Major accomplishments this period: 1. Pharmacokinetic studies of the GH enzymes were completed (Major Task 3). GH variants (Major Task 4) were developed for Sph3, Ega3 and PelA, to address their short half-life in vivo (PelA, Sph3). A test for GH resistance to neutrophil lysate and to the commercial protease elastase was developed. , Native and variant GHs show sensitivity to neutrophil lysate and elastase. PEGylation protects the proteins from elastase. The PelA orthologue showed identical activity and increased resistance to elastase and improved pharmacokinetics. The Sph3 orthologue showed no improvement.2.Survival of immunosuppressed mice challenged with A. fumigatus was not observed in a chronic model of aspergillosis (Major Task 6) suggesting that GHs are inefficient against an established fungal infection. Conversely, intra-tracheal injection of any of the GHs was protective in an acute model of aspergillosis (Major Task 5). But combination of GHs (Sph3 and PelA) with parconazole failed to improve the outcome of acute disease further than the effect of the antifungal or of the GH alone (Major Task 7). Study with caspofungin is upcoming.3.Conversely to Aspergillus infection, GH alone failed to improve the outcome in mice challenged with P.aeruginosa in an acute model (Major Task 5); au contraire, the results of these studies indicate that GH therapy alone may increase bacterial dissemination, in particular towards blood, thus worsening the infection.

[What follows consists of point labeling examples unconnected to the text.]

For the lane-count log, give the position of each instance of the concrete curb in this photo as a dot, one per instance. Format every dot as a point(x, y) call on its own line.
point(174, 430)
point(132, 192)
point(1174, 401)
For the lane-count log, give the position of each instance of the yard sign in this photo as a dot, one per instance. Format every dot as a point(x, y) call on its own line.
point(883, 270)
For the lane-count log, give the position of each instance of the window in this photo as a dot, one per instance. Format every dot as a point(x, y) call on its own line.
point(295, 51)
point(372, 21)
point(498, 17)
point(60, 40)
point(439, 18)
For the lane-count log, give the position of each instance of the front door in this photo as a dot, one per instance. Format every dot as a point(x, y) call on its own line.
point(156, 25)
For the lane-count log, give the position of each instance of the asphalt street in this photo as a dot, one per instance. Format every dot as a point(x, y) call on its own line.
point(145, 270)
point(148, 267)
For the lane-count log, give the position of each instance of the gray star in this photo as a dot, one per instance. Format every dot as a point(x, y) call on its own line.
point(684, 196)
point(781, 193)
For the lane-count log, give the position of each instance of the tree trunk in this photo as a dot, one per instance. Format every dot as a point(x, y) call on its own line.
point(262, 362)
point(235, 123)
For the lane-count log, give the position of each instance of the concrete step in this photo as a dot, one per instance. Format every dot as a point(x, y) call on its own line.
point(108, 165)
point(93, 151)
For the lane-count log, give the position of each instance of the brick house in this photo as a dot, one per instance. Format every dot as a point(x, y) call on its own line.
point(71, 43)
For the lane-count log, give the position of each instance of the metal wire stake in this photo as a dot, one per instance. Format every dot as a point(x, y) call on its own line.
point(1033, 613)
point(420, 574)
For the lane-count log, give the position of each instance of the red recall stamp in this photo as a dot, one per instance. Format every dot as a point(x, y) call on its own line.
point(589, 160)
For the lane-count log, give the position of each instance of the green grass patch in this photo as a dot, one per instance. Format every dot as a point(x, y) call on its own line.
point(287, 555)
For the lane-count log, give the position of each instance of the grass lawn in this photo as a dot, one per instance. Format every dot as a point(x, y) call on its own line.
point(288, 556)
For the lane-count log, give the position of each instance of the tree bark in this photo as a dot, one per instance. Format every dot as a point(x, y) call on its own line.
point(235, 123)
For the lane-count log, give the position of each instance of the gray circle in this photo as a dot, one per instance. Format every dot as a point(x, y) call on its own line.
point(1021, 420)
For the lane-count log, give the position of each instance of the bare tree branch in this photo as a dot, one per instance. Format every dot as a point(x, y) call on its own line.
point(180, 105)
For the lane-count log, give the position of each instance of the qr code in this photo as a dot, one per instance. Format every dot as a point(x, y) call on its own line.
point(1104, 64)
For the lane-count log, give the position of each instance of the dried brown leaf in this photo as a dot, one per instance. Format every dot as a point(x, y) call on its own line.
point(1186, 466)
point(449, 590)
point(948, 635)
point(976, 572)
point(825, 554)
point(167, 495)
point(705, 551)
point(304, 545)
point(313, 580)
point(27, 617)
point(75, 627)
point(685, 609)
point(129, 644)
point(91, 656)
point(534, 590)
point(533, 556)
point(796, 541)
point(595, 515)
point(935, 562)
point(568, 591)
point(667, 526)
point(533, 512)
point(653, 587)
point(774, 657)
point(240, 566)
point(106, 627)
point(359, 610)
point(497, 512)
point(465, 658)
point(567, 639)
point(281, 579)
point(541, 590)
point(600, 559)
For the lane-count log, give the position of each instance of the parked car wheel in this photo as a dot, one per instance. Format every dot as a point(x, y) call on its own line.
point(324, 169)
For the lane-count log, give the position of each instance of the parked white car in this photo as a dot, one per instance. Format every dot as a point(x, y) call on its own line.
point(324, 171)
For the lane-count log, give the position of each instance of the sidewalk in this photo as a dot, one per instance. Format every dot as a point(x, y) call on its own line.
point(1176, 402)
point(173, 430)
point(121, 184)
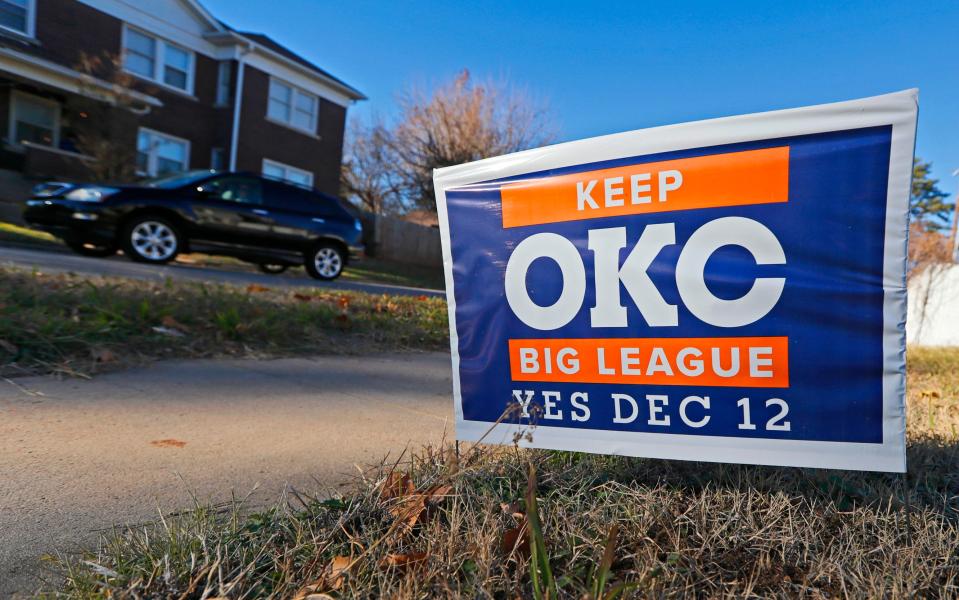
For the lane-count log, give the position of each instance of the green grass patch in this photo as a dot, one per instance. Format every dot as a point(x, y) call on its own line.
point(81, 325)
point(24, 236)
point(511, 523)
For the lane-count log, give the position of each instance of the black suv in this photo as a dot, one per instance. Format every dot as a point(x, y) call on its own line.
point(263, 221)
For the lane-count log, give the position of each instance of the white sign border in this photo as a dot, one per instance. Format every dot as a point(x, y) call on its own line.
point(898, 110)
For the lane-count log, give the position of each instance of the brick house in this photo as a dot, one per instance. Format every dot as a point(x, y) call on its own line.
point(161, 79)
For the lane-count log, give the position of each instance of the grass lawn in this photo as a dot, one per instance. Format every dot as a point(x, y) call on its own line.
point(81, 325)
point(370, 269)
point(504, 522)
point(18, 235)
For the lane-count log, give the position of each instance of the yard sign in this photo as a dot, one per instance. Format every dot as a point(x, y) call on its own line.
point(728, 290)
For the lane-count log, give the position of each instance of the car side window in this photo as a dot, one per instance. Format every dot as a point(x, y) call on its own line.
point(242, 190)
point(287, 197)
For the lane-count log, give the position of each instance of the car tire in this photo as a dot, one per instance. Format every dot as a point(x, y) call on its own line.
point(272, 268)
point(92, 250)
point(151, 239)
point(325, 261)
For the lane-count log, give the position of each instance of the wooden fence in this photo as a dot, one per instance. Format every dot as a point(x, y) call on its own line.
point(393, 239)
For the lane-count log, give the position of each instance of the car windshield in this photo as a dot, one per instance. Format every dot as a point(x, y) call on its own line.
point(169, 182)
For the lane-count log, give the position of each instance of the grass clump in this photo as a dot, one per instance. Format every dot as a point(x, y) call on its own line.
point(508, 523)
point(82, 325)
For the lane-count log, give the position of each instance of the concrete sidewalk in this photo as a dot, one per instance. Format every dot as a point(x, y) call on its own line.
point(78, 456)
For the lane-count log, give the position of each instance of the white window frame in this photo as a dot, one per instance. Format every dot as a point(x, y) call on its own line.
point(287, 169)
point(31, 21)
point(152, 156)
point(16, 96)
point(294, 90)
point(159, 60)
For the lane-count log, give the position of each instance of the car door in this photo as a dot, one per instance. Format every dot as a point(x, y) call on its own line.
point(296, 214)
point(230, 210)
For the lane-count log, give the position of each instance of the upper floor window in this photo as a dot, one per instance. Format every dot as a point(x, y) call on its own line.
point(159, 154)
point(18, 15)
point(277, 170)
point(292, 106)
point(157, 60)
point(34, 119)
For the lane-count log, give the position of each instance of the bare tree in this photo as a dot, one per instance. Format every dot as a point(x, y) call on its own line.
point(927, 248)
point(103, 132)
point(461, 121)
point(368, 176)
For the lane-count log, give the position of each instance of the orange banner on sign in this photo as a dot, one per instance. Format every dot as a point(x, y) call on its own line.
point(726, 362)
point(730, 179)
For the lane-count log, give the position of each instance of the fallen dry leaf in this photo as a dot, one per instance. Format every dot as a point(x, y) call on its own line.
point(410, 508)
point(168, 443)
point(396, 485)
point(516, 539)
point(168, 331)
point(172, 323)
point(403, 561)
point(331, 580)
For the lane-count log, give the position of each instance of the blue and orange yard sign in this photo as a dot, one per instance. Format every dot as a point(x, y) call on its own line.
point(728, 290)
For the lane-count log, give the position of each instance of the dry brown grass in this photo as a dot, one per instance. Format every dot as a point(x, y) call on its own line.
point(685, 529)
point(80, 325)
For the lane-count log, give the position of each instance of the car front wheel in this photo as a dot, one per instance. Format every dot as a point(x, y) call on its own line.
point(151, 239)
point(325, 261)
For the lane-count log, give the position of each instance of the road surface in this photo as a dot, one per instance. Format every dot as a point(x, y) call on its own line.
point(80, 456)
point(58, 262)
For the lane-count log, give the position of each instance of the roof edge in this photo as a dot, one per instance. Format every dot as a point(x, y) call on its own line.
point(235, 36)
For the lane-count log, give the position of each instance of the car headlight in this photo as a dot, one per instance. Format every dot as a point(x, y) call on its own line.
point(93, 193)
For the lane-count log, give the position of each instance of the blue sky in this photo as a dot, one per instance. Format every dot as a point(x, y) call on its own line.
point(604, 68)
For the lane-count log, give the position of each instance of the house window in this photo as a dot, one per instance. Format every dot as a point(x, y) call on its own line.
point(159, 154)
point(157, 60)
point(223, 82)
point(292, 106)
point(34, 119)
point(275, 170)
point(18, 15)
point(218, 159)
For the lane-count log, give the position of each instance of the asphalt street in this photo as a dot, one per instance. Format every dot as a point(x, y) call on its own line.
point(58, 262)
point(79, 456)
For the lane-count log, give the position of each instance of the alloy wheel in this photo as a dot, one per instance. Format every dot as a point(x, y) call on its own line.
point(328, 262)
point(153, 240)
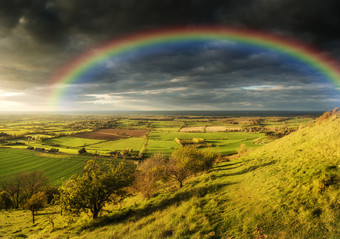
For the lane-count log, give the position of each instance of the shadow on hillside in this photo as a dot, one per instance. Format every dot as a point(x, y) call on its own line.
point(246, 170)
point(228, 166)
point(137, 213)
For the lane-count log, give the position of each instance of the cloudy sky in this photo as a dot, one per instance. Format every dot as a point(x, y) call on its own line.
point(40, 37)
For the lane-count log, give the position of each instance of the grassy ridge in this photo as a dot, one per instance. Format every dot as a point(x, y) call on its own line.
point(286, 189)
point(54, 166)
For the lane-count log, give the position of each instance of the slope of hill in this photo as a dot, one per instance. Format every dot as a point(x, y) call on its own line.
point(286, 189)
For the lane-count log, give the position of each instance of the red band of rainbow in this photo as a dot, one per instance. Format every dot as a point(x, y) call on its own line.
point(317, 60)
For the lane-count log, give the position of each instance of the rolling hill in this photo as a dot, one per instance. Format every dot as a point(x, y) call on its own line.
point(286, 189)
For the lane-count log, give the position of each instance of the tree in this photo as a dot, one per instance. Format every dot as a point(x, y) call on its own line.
point(149, 173)
point(36, 202)
point(96, 186)
point(5, 200)
point(35, 181)
point(82, 151)
point(187, 161)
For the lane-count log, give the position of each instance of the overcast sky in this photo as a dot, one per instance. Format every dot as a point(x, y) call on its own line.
point(39, 37)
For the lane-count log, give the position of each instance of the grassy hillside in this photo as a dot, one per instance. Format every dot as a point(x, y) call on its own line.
point(286, 189)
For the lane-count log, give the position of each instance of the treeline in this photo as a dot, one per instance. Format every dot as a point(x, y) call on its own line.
point(104, 182)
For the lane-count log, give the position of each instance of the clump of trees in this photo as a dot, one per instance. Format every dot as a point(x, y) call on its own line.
point(150, 174)
point(36, 202)
point(99, 184)
point(182, 164)
point(21, 186)
point(188, 161)
point(327, 115)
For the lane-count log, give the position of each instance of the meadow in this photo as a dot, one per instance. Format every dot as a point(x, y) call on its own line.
point(55, 167)
point(288, 188)
point(102, 134)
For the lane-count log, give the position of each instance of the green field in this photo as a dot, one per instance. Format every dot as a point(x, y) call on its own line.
point(225, 143)
point(54, 166)
point(69, 141)
point(133, 143)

The addition of PslG, PelA, Ega3 or PslG/Ega3 to ciprofloxacin failed to potentiate the antibiotic activity, although these combination of GH/antibiotic protected against bacterial dissemination. One exception is the addition of PslG/PelA combination to ciprofloxacin: it potentiated the decrease of bacterial burden by ciprofloxacin (Major Task 7); this suggests the need of a GH against Pel plus one GH against Psl. Data from the chronic model are being produced (Major Task 6).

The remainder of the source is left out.